The book presents many gruesome case histories as evidence. For example, a 14-year-old with no record of psychiatric problems started on regimes of steroids. Two years later, when he was “taking big doses of testosterone, plus a second anabolic steroid in pill form,” he learned that his girlfriend was cheating on him. He took a knife from his mother’s kitchen, “lured [his girlfriend] out with him into the nearby woods, and stabbed her many times.” Though it is often the last thing that investigators think of, steroids may inflate the violent crime rate as well as biceps.

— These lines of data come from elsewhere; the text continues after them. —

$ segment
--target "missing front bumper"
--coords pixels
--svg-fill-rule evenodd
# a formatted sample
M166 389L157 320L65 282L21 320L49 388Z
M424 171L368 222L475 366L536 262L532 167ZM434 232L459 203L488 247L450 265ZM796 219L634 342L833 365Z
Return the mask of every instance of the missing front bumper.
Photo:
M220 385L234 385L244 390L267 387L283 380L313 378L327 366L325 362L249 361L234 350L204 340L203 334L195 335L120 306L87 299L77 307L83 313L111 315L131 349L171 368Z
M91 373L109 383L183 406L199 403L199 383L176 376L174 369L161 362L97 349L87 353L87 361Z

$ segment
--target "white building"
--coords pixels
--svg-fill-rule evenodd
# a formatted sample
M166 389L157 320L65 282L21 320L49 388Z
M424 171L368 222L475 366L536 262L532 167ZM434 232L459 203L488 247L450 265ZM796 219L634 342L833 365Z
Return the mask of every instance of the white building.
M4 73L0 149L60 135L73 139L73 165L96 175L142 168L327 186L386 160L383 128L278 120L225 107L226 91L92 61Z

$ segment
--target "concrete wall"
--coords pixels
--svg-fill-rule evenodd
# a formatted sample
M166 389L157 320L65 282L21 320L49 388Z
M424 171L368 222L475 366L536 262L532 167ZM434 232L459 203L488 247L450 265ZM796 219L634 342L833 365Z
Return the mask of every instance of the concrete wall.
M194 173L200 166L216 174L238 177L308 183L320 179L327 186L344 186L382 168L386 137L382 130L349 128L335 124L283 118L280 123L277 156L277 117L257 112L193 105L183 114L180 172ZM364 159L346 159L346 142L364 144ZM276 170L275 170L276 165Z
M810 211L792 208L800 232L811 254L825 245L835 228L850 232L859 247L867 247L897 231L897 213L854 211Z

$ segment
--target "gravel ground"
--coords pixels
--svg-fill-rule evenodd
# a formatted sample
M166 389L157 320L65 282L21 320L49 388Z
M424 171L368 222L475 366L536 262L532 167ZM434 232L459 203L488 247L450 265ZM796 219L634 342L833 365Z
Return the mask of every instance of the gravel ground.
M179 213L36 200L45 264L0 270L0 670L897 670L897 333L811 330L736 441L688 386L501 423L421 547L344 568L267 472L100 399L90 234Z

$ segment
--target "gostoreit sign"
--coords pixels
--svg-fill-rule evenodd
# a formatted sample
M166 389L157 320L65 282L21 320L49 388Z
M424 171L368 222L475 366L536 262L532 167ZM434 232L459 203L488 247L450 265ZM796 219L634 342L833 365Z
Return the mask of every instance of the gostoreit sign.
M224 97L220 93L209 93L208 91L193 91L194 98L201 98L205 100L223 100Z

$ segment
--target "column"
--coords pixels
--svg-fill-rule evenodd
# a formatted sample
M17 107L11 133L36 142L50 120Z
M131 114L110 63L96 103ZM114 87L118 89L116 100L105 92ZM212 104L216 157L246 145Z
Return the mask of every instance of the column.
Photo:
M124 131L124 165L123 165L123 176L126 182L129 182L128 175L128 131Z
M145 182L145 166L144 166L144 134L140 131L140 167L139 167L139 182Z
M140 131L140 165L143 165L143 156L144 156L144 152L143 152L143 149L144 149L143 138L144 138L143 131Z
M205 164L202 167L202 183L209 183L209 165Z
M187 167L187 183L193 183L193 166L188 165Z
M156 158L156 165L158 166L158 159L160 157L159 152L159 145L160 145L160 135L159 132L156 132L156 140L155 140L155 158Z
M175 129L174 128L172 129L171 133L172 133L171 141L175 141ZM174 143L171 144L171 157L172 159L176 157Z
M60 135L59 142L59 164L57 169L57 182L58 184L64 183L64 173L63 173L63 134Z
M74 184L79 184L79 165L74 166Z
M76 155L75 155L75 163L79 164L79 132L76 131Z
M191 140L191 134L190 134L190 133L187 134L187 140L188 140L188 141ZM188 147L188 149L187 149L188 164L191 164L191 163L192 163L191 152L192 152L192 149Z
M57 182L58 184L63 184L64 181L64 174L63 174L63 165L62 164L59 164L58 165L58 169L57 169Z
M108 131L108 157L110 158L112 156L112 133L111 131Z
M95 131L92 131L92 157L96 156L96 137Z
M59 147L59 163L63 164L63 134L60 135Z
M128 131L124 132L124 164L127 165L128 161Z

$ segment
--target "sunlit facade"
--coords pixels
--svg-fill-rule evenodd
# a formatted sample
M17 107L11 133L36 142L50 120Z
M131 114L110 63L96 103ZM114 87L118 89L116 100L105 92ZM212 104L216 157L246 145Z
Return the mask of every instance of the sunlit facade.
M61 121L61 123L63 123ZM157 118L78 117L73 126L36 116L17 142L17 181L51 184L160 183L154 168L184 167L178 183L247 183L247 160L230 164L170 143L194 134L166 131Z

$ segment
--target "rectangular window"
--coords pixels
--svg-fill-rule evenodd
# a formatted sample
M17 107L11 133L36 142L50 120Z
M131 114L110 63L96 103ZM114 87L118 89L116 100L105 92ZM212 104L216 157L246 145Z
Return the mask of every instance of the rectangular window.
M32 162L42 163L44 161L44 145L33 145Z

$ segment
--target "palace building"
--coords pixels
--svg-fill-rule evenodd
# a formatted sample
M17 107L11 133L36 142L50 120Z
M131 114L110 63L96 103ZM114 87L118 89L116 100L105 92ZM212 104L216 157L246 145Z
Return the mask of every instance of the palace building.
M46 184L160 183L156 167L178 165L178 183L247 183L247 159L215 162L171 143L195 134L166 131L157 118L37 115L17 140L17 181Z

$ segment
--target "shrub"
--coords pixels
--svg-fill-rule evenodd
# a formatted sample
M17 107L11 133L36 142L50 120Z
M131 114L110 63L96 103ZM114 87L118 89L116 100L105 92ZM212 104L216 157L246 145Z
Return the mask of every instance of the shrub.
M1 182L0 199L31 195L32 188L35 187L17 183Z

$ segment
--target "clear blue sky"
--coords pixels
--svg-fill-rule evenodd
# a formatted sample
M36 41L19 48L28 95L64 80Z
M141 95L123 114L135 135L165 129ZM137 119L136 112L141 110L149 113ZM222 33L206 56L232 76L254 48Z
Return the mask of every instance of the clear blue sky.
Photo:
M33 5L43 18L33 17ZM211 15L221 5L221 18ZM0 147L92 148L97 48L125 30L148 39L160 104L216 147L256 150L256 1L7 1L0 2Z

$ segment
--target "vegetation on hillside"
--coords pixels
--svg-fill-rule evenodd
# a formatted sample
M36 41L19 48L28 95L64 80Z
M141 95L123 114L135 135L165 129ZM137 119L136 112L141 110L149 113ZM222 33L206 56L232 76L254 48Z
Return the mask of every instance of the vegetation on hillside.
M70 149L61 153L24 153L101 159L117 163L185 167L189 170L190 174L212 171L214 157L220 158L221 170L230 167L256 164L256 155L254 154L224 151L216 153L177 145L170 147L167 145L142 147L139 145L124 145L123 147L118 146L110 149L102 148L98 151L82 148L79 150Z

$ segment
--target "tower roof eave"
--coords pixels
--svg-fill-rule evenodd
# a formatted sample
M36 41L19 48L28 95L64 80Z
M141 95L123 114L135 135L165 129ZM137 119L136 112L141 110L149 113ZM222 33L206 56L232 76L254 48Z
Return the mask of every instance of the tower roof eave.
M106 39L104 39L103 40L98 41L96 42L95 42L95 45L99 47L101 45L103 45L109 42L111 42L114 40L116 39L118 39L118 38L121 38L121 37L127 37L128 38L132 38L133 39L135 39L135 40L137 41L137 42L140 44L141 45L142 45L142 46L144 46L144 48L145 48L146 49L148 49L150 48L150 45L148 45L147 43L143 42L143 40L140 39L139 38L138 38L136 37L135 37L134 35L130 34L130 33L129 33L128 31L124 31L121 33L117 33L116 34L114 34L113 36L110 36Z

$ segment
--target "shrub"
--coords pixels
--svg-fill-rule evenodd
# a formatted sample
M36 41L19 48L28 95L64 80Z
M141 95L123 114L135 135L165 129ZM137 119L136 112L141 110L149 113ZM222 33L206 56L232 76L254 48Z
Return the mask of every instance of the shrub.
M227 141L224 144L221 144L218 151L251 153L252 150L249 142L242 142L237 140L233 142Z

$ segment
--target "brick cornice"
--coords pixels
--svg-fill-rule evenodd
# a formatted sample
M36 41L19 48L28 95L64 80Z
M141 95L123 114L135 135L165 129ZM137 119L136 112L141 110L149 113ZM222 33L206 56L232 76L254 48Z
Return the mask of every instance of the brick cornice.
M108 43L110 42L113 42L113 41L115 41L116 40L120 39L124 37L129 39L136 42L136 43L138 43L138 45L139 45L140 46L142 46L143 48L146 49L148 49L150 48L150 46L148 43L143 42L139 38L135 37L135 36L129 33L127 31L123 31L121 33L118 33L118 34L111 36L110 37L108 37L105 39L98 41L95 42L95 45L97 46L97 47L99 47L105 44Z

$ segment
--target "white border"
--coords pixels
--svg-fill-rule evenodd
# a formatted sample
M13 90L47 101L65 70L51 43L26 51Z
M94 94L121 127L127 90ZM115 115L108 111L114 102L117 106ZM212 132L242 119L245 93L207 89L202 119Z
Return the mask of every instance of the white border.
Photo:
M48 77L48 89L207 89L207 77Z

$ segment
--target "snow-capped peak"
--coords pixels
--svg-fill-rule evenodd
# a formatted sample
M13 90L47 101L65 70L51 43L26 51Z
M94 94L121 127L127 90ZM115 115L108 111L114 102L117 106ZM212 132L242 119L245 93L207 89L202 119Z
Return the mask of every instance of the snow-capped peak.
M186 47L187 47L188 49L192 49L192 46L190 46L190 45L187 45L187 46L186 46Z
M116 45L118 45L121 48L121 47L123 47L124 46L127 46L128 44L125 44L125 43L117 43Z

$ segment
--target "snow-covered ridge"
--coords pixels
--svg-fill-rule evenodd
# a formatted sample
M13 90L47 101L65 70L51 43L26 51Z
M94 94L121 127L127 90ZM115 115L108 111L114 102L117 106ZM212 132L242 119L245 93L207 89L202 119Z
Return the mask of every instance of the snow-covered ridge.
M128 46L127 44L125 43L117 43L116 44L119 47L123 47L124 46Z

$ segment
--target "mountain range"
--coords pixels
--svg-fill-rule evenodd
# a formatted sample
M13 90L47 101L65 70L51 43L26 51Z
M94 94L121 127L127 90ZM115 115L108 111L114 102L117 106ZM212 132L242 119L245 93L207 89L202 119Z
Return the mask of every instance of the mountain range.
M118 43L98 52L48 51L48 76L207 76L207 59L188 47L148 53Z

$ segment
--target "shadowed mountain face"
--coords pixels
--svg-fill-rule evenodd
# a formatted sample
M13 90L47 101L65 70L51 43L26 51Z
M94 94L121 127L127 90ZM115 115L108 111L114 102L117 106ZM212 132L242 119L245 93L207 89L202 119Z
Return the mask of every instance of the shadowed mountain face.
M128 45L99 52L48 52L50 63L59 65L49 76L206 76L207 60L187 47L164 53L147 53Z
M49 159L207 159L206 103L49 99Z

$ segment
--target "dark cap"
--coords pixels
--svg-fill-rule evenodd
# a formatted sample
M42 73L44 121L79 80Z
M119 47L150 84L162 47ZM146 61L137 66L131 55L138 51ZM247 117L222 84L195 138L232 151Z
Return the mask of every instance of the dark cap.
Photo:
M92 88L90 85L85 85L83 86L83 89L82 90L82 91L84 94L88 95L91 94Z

In the research phase that preceded writing this book, the authors tacked signs in local gyms inviting men who were dissatisfied with the way they looked to come in and talk. To the researchers’ surprise, many came to discuss their “muscle dysphoria.” The body image of many was as distorted as a reflection in a fun-house mirror. It was not uncommon for 250-pound muscle men to confess that, big as they were, they felt too puny to go outside without two and three shirts on to make them appear even bigger. The entire life of some of these hulks is consumed by exercise, eating, and scoring very expensive and often illegal supplements. Since their attention is always riveted on the next dose or on the next day’s workout, their relationships and career prospects often dry up. A number of these men went into treatment for their distorted body images and self-destructive obsessions.

Since Americans are not exactly the fittest people on the face of the earth and since as a nation we are off the charts in obesity, it is not always easy to muster sympathy for the authors’ sense that American men are too caught up in exercise and diet. Still, this book presents an important glimpse into hidden recesses of the modern male mind.